We encountered King Mazao, his husband Tao and their Ishey-from-the-plains companion Ebru when I was in Tal-Valein. I went there to visit my friend Selle, and she gave birth to twins when I was there, it was very difficult and it went very hard with her, I had to reach in to fetch the babies! But all ended well, and then we heard that there was a wounded man in Tal-Morn, and Venla and Amre went there to help him, I was so tired from helping Selle.
It turned out that this was a man who had nearly killed the Queen! Nearly killed our Raisse!

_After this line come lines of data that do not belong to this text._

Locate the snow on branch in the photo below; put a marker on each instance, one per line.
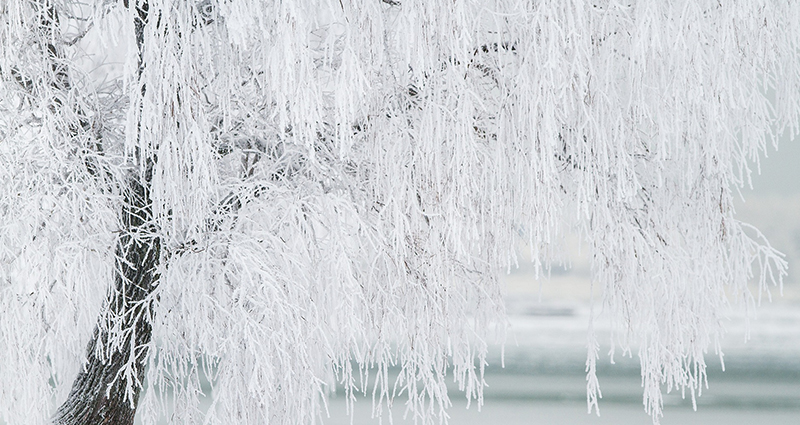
(335, 186)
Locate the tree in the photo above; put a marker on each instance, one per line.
(287, 195)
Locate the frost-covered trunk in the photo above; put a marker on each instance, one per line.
(118, 350)
(106, 391)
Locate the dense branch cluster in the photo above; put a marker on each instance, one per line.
(331, 188)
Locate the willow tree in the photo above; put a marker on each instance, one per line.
(304, 193)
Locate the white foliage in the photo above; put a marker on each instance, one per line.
(337, 184)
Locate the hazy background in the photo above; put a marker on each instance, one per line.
(544, 379)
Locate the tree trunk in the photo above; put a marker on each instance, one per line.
(98, 394)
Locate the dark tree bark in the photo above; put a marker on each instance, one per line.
(98, 394)
(116, 359)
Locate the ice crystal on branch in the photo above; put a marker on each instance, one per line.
(296, 192)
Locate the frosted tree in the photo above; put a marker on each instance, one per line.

Well, he had been pursued all the way from Rizenay by the other Ishey, King Mazao and the others. There was all kinds of unpleasantness, and my friend Serla from the other guild had to execute this person, he was called Lyan. My apprentices did a wonderful job keeping him alive for his execution, though, as they did with another bandit.
But I am furious with my father-in-law! He called Moryn to witness at the trial, and Moryn recognized two bandits from his campaign in Lenay… The confrontation cost Moryn years of his life, I fear, he was so badly shaken.
Happier news was that Aidan came home before the trial. You know what happens when your father comes home, and Arvi and Jerna very thoughtfully sent all our guests upstairs when Aidan came in through the back door and I put him in the bath-tub and joined him… In the middle of the night, they went to fetch the other women I told you about to feed the babies, or so Arvi tells me, but we never noticed.
Oh, I love all of my guests so much — I gave Amre and Parandé two riders to visit Ruzyn and be with just the two of them for an hour or two, they work so hard at school and in the hospital, and then I rob them of a whole night’s sleep as well…
Thank you so much for the copies of the pages of the herbary! I have had copies made and added to all the copies we have in Turenay of my own herbary, here in the hospital, in the School Libary, in the temple of Naigha and with doctor Jeran.
The warmest love from me,
P.S. Don’t you dare to marry without giving me enough notice to be there! I — and your Father — we want to be there!